2026 could be a turning point. The well-known tolerance of the Jewish state towards global antisemites, who have become accustomed to persecuting individual and collective Jews with impunity, now risks facing responses proportional to the gravity of the crimes committed.
The formal warning was given yesterday on Yom Hashoah, both by the Prime Minister and the Israeli Minister of Education. The International March of the Living, now in its 38th year, was being held under the theme of combating antisemitism worldwide.
"Jewish state will fight antisemitism both in Israel and beyond", Israeli Education Minister Yoav Kisch told JNS on Tuesday, speaking ahead of the International March of the Living in Poland. "We stand together with the entire Jewish world, and it’s clear to us that in the Diaspora and in the State of Israel alike, there is a difficult period with rising antisemitism and a lot of hatred toward Jews,” said Kisch. “We have a state, we have an army and we are capable of standing against anyone who seeks to harm us. Wherever this happens, both in Israel and beyond, we as Jews will fight it,” he vowed.
Also Israeli Prime Minister Benjamin Netanyahu, in a prerecorded address due to the tensions with Iran, told the official state ceremony that "While the establishment of the State of Israel “did not end the aggression against us, nor the antisemitism that is surging once again everywhere, unlike the past, whoever seeks to destroy us now, brings upon themselves destruction on a scale they never could imagine.”

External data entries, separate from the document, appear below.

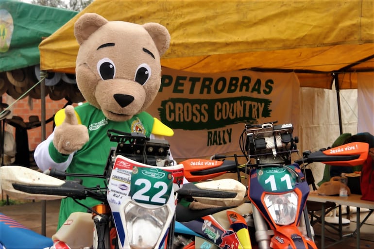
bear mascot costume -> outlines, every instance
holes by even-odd
[[[108,137],[108,130],[151,138],[173,135],[145,111],[160,87],[160,57],[169,48],[170,35],[158,23],[109,21],[94,13],[78,18],[74,34],[80,46],[77,84],[86,102],[56,114],[53,132],[38,145],[34,157],[43,171],[102,174],[110,148],[117,146]],[[97,178],[82,179],[85,186],[104,187]],[[99,204],[89,198],[79,201],[87,207]],[[71,213],[86,211],[71,198],[63,199],[58,228]]]

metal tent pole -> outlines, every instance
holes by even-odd
[[[41,114],[40,123],[41,124],[41,141],[46,139],[46,74],[44,71],[40,71],[40,103],[41,105]],[[47,220],[46,206],[47,202],[45,200],[41,201],[42,208],[42,231],[41,234],[46,235],[46,224]]]
[[[343,134],[343,124],[341,121],[341,107],[340,102],[340,89],[339,89],[339,79],[338,74],[334,73],[334,81],[335,82],[335,90],[336,90],[336,99],[338,102],[338,116],[339,118],[339,129],[340,134]]]

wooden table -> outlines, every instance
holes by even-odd
[[[321,210],[321,247],[322,249],[325,248],[324,245],[324,216],[325,216],[325,207],[324,203],[328,201],[336,202],[338,205],[349,206],[351,207],[356,207],[357,211],[356,217],[356,230],[357,233],[357,243],[356,248],[360,248],[360,228],[369,216],[371,215],[374,210],[374,201],[369,200],[363,200],[361,199],[360,195],[355,195],[352,194],[347,197],[340,197],[339,196],[322,196],[318,195],[315,192],[311,192],[308,196],[308,200],[313,201],[318,201],[322,204],[322,209]],[[360,208],[367,208],[370,210],[369,214],[366,216],[362,222],[360,222]],[[340,225],[341,224],[341,214],[339,213]],[[353,235],[354,232],[349,234],[345,234],[344,236]]]

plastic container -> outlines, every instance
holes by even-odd
[[[340,190],[339,191],[339,196],[347,197],[348,196],[348,191],[347,190],[347,185],[348,184],[348,178],[345,176],[345,173],[342,173],[340,176]]]
[[[52,239],[63,241],[72,249],[91,246],[94,226],[92,216],[88,213],[72,213]]]

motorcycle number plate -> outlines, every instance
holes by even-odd
[[[258,183],[267,192],[287,192],[295,188],[296,178],[285,168],[269,167],[258,169]]]
[[[159,168],[134,166],[130,195],[140,203],[161,205],[166,204],[173,191],[172,176]]]

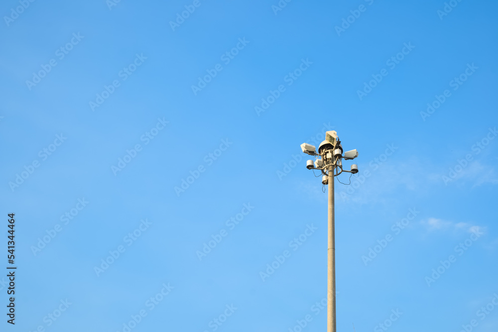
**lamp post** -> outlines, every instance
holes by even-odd
[[[336,332],[336,247],[334,220],[334,177],[343,172],[356,174],[358,166],[352,165],[351,170],[343,169],[342,159],[354,159],[358,156],[358,151],[348,151],[343,154],[343,148],[335,130],[325,133],[325,140],[318,146],[318,153],[315,147],[306,143],[301,145],[303,152],[314,156],[316,160],[308,160],[306,168],[317,169],[322,172],[322,183],[328,185],[328,225],[327,228],[327,332]],[[320,158],[319,158],[319,157]]]

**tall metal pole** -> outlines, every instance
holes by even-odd
[[[328,249],[327,250],[327,332],[336,332],[336,245],[334,214],[334,174],[329,166]]]

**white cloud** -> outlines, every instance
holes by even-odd
[[[473,225],[468,222],[457,222],[456,223],[438,218],[430,218],[420,221],[427,229],[428,231],[437,230],[462,230],[469,233],[484,232],[485,228],[482,226]]]

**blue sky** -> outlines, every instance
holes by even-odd
[[[496,331],[497,6],[4,1],[0,324],[324,331],[335,130],[338,330]]]

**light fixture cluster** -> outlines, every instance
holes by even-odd
[[[342,144],[335,130],[330,130],[325,133],[325,140],[320,143],[318,153],[314,145],[303,143],[301,144],[303,152],[310,156],[314,156],[316,160],[309,160],[306,162],[306,168],[317,169],[321,171],[322,183],[328,184],[329,174],[337,176],[343,172],[356,174],[358,173],[358,165],[351,165],[350,171],[343,169],[342,160],[352,160],[358,156],[358,151],[355,149],[344,152]]]

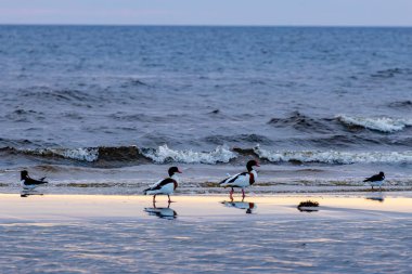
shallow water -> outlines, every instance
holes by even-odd
[[[296,209],[308,198],[318,212]],[[33,214],[47,200],[3,208],[2,272],[407,273],[412,263],[410,197],[272,196],[256,198],[252,214],[222,197],[177,197],[171,220],[144,212],[149,198],[126,196],[60,196]]]

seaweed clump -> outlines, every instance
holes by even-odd
[[[297,206],[299,211],[312,212],[318,211],[319,203],[313,200],[300,201]]]

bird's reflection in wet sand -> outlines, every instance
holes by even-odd
[[[255,209],[257,208],[256,203],[244,201],[243,199],[239,200],[239,201],[236,201],[236,200],[223,200],[220,203],[223,206],[229,207],[229,208],[237,208],[237,209],[246,210],[247,214],[253,213],[255,211]]]
[[[372,193],[372,194],[365,196],[364,198],[369,199],[369,200],[375,200],[378,203],[385,201],[385,195],[382,192]]]
[[[33,191],[33,190],[23,190],[21,193],[20,193],[20,196],[22,198],[27,198],[28,196],[43,196],[44,194],[40,193],[40,192],[37,192],[37,191]]]
[[[172,220],[178,217],[178,213],[170,208],[170,203],[167,204],[167,207],[156,207],[156,203],[153,203],[153,207],[144,208],[144,212],[147,212],[150,216],[156,216],[168,220]]]

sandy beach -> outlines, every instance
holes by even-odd
[[[1,194],[2,273],[407,273],[412,194]],[[299,211],[302,200],[318,211]],[[222,204],[222,201],[226,201]],[[246,210],[250,209],[250,213]]]

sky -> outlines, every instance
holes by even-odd
[[[412,26],[412,0],[0,0],[0,24]]]

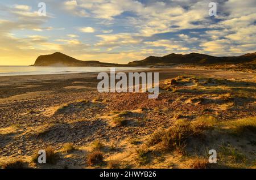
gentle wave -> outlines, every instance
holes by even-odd
[[[109,71],[111,67],[35,67],[0,66],[0,76],[61,74]],[[135,70],[146,68],[115,67],[116,71]]]

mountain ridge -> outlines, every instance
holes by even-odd
[[[134,61],[126,65],[101,62],[98,61],[81,61],[60,52],[42,55],[32,66],[148,66],[174,64],[210,65],[219,63],[242,63],[256,60],[256,52],[240,56],[215,57],[191,53],[187,54],[171,53],[163,57],[149,56],[141,61]]]

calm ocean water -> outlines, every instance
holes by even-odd
[[[110,71],[110,67],[34,67],[0,66],[0,76]],[[141,70],[141,67],[115,67],[116,71]]]

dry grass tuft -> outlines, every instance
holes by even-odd
[[[108,167],[109,169],[118,169],[120,165],[118,161],[114,160],[110,160],[108,161]]]
[[[147,139],[146,144],[148,146],[154,145],[159,143],[163,140],[163,136],[164,135],[164,130],[162,129],[155,131],[150,135],[149,138]]]
[[[51,147],[48,147],[46,149],[46,163],[55,164],[57,158],[56,154],[54,149]],[[35,163],[38,162],[38,157],[40,155],[38,154],[38,150],[35,151],[32,156],[32,162]]]
[[[209,162],[207,160],[197,157],[193,160],[193,162],[190,165],[190,168],[192,169],[207,169],[209,167]]]
[[[140,165],[145,165],[150,162],[149,155],[150,150],[144,148],[139,148],[136,149],[136,153],[138,155],[138,161]]]
[[[220,145],[220,156],[222,160],[231,160],[233,162],[245,163],[246,156],[232,145],[222,144]]]
[[[250,117],[223,123],[230,127],[234,135],[240,135],[246,132],[256,132],[256,117]]]
[[[22,160],[16,160],[8,162],[3,164],[3,169],[24,169],[26,168],[26,163]]]
[[[72,143],[66,143],[63,145],[63,150],[65,153],[69,153],[75,149]]]
[[[183,151],[182,149],[185,147],[186,141],[189,138],[199,136],[206,129],[211,127],[212,125],[208,122],[210,119],[206,119],[207,121],[203,121],[202,119],[194,122],[178,120],[168,130],[154,133],[148,139],[146,144],[150,146],[160,143],[161,147],[164,149],[179,149]]]
[[[123,126],[127,125],[127,121],[123,117],[115,117],[112,119],[113,122],[118,126]]]
[[[87,163],[89,166],[100,165],[104,162],[103,153],[100,151],[93,151],[87,156]]]
[[[94,140],[92,143],[92,146],[93,151],[100,151],[104,147],[104,145],[101,143],[100,140]]]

The Jewish people represent less than 0.2% of the world's population, but they have a state that is part of the restricted range of superpowers, a success story that extends to many nations, and an inexhaustible memory. Jewish temples remain alive, Jewish culture continues to produce, and apparently the time has come for Jewish human rights to be defended with Israel using the means that each particular case justifies.